Building large corpora from the web, Foundational course at the European Summer School in Logic, Language and Information 2012, Opole
Building large corpora from the web (for printing)
Building large corpora from the web (for screen reading)
The world wide web most likely constitutes the hugest existing source of texts written in a great variety of languages. A feasible and sound way of exploiting this data for linguistic research is to compile a static corpus for a given language. This has several advantages: (i) It obviates the problems encountered when using internet search engines in quantitative linguistic research, such as non-transparent ranking algorithms. (ii) Creating a corpus from web data is free. (iii) The size of corpora compiled from the WWW may exceed by several magnitudes the size of (usually expensive) language resources offered elsewhere. (iv) The data is locally available to the user, and it can be linguistically post-processed and queried with the tools preferred by her/him.
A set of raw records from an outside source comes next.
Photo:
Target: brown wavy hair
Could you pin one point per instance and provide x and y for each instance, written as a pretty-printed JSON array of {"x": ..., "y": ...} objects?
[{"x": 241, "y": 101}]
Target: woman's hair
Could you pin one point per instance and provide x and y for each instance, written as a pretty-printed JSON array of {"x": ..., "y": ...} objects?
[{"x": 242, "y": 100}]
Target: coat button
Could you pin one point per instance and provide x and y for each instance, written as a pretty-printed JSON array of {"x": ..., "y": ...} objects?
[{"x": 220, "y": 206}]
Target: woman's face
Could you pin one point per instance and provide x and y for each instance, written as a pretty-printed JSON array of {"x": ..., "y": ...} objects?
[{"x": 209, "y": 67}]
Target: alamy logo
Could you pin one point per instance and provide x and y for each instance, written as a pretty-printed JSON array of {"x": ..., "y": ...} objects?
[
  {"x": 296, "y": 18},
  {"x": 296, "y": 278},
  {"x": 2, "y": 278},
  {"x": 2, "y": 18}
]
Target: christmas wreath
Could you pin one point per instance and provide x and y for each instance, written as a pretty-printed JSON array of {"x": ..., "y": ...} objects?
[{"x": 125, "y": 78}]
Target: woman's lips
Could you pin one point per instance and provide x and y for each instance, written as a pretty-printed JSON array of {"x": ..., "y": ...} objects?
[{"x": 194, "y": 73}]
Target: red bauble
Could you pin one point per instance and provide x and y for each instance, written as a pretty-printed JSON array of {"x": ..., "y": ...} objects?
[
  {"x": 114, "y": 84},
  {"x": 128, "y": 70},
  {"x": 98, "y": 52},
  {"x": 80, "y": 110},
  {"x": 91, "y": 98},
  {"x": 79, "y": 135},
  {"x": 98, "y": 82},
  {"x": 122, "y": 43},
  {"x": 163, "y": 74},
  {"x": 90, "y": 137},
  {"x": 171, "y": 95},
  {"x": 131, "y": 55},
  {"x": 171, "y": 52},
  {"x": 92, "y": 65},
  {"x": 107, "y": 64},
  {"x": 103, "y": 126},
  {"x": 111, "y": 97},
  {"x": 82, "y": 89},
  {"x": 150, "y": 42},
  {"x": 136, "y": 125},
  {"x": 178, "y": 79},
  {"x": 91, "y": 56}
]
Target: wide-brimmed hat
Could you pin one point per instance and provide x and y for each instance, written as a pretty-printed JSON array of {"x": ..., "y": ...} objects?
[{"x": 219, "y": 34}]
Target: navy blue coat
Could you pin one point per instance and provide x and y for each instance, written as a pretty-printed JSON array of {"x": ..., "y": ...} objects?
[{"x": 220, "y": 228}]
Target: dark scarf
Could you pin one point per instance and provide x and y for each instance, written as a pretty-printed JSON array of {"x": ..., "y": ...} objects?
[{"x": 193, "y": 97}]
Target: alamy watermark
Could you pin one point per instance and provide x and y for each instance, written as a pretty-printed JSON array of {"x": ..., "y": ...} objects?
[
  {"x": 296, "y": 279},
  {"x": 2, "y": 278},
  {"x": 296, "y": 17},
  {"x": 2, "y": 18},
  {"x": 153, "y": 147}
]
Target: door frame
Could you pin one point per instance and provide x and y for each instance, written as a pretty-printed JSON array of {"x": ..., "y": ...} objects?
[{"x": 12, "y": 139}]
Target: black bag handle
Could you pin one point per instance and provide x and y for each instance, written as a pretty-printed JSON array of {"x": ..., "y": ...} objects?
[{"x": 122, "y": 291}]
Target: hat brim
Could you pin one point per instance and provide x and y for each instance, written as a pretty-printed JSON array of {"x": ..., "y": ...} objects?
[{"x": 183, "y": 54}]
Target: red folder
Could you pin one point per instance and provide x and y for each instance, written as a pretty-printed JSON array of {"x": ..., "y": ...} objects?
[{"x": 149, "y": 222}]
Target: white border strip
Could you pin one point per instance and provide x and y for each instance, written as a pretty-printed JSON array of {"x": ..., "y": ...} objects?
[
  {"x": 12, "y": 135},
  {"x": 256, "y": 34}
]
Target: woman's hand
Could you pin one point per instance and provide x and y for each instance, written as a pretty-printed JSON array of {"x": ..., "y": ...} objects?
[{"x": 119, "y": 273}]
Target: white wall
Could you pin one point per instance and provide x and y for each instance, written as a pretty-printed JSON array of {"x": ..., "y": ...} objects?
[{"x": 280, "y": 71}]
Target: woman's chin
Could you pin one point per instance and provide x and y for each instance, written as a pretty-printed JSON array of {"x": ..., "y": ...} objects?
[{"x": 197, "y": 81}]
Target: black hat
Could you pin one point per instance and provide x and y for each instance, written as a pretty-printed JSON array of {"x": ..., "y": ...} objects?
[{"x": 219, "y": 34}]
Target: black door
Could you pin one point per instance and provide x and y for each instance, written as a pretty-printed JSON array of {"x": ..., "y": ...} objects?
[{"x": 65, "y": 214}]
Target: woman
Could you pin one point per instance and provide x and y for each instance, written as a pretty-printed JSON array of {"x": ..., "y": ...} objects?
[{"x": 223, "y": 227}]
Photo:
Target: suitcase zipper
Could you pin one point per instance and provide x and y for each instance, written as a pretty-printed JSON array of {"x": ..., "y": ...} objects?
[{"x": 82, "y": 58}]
We will address a number of theoretical and practical issues in the steps of creating a web corpus up to giga-token size, namely:
- collection of raw data: using search engine results, different ways of crawling the web, combinations of both
- post-processing
- stripping of markup and code, conversion between character encodings
- diverse approaches to boilerplate recognition and removal, including their evaluation
- document filtering: documents not written in the target language, texts not suitable for the intended kind of corpus
- (near) duplicate document recognition and removal
- linguistic issues: limitations of semi-automatically compiled corpora with respect to specific areas of linguistic research
- evaluation: comparison of web corpora (e.g., in terms of lexical coverage and distribution) to other corpora of the same language (e.g., balanced corpora)